Time magazine informs us that Barack Obama is head over heels in love with Ronald Reagan. And it’s far more than mere love: “Obama ♥ Reagan.” And why not? Reagan, after all, supported all the things that Obama supports: reduced tax rates, reduced regulatory burdens, free trade, military modernization, disinflation, resource allocation by market competition, and limited government. In short: individual freedom and responsibility.
Oops. Mr. Obama in reality has a vision far loftier: He stands foursquare in favor of the things that any Beltway Nostradamus knows are the keys to continued American leadership: greater internet access, one million electric vehicles, wind and solar energy, and more information technology. And the crowning glory: high-speed rail.
And so notwithstanding Time’s silliness, the fundamental difference between Reagan and Obama is obvious: liberty and individual initiative versus top-down coercion. What also is clear is that for Obama, high-speed rail and other such nostrums represent far more than mere sops for the unions, bureaucrats, lawyers, corporate fat cats, and the other interests for whom happiness is a snout deeply embedded in the federal trough. Such central planning is the path toward faster economic and employment growth over the immediate term, and a stronger, more productive U.S. economy in the long run.
And so Obama is no Reagan. Obviously without realizing it, he is instead the American version of Mikhail Gorbachev instituting the Soviet 12th Five-Year Plan (1986-1990).

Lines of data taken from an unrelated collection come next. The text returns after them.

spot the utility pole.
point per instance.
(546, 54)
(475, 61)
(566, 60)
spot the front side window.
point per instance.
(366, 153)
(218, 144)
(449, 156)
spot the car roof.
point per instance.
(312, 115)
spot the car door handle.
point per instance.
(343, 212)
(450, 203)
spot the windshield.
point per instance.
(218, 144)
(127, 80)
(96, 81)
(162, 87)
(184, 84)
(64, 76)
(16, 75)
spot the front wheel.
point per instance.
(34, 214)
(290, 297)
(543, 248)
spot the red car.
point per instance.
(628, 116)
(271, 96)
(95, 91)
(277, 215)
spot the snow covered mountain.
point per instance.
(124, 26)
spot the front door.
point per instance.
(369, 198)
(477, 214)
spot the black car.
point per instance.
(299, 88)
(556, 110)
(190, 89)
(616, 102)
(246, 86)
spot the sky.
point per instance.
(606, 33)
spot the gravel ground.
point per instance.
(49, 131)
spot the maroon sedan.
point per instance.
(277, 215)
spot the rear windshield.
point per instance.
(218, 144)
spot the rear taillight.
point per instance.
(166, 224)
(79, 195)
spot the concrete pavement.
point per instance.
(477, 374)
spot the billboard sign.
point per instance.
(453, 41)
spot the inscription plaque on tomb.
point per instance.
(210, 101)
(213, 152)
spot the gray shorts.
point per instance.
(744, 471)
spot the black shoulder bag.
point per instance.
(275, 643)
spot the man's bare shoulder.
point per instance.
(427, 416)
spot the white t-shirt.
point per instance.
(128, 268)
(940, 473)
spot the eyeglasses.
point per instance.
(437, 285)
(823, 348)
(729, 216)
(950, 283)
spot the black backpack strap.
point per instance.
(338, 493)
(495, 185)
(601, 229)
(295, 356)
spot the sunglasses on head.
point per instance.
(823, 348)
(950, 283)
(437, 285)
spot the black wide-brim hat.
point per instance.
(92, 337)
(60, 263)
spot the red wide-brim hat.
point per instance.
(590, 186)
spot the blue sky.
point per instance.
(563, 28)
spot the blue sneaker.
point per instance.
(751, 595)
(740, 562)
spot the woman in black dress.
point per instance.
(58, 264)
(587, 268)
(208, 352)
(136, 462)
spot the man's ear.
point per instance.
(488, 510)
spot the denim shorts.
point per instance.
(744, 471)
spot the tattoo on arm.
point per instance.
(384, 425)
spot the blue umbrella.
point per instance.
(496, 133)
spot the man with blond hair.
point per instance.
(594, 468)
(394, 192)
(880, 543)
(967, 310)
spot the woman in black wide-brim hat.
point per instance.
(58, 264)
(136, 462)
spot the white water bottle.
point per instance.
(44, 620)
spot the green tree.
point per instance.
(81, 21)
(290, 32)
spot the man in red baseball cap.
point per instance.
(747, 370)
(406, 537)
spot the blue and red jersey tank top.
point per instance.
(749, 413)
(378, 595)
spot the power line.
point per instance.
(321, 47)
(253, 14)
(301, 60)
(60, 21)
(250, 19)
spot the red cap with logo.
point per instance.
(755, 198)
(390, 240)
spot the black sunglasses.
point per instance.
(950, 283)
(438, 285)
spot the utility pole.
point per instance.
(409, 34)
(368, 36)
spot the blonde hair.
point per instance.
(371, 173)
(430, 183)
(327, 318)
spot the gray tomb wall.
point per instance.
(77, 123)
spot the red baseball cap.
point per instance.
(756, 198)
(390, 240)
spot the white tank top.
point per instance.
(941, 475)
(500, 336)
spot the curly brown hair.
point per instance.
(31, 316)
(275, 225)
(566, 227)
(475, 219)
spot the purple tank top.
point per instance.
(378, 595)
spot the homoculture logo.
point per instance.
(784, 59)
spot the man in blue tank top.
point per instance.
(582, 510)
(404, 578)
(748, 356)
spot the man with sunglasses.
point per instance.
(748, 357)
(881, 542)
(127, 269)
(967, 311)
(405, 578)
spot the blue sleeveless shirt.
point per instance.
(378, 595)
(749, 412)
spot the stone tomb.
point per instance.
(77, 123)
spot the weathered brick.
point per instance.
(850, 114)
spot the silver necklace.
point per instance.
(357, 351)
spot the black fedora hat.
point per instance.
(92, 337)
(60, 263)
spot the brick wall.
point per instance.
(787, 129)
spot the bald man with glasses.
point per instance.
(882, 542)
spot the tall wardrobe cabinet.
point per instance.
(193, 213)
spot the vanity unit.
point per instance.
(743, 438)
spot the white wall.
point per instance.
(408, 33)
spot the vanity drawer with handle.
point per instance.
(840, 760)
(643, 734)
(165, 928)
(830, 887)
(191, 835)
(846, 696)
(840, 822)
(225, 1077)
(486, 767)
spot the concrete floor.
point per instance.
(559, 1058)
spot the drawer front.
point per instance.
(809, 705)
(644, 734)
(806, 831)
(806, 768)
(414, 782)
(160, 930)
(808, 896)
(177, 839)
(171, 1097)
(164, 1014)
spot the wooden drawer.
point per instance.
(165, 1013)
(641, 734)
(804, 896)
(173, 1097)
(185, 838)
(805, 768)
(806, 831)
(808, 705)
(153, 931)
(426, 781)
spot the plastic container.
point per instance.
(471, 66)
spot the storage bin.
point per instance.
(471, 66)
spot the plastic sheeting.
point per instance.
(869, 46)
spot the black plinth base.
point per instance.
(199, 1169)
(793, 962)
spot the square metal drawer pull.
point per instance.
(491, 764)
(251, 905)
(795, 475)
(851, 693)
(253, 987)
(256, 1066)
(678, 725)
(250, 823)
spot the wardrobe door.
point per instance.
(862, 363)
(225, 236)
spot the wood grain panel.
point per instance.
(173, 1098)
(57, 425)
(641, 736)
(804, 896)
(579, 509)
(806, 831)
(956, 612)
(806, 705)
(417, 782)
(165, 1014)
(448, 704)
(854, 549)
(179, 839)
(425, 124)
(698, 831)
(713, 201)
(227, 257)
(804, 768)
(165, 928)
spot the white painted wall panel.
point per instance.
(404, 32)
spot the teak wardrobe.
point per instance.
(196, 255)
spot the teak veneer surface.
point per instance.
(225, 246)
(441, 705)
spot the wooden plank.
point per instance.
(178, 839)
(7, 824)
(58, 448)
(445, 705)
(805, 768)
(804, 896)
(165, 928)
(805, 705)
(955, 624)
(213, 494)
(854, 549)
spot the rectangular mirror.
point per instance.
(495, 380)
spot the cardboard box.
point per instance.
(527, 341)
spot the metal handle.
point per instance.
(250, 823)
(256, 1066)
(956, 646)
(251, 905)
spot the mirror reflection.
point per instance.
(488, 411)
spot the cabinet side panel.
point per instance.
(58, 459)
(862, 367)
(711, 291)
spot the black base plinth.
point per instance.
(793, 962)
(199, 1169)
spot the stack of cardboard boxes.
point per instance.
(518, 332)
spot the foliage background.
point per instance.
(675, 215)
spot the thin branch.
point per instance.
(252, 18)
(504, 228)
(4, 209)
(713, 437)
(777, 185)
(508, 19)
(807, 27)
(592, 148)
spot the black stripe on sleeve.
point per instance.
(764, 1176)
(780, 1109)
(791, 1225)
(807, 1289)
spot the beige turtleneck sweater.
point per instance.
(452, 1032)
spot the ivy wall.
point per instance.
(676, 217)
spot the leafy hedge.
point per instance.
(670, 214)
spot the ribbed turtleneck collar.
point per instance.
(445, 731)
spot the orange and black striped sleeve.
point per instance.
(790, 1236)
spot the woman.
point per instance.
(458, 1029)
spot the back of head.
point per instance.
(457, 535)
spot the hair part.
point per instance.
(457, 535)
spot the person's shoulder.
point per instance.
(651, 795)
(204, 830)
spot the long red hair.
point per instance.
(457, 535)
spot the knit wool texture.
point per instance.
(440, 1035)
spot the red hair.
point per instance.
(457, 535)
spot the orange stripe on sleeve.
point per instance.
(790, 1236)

Let us take a stroll down memory lane. Having assumed the leadership of the Communist Party of the Soviet Union in 1985, Gorbachev understood clearly that the economy was poor in some respects and a shambles in most others. The basic problem simply couldn’t be the system itself; after all, the White House GosPlan (the Soviet central planning agency) was populated with the best and the brightest. And so perestroika was the new buzz word, and the key to long-term improvement in Soviet economic performance was … machine tools. Machine tools were the key to the future. That was obvious, anyone could see it: The strong world economies had invested vast sums in modern machine tools, and if only the Soviet Union did the same, its economy too would be world class. Presto! The system could be reinvigorated!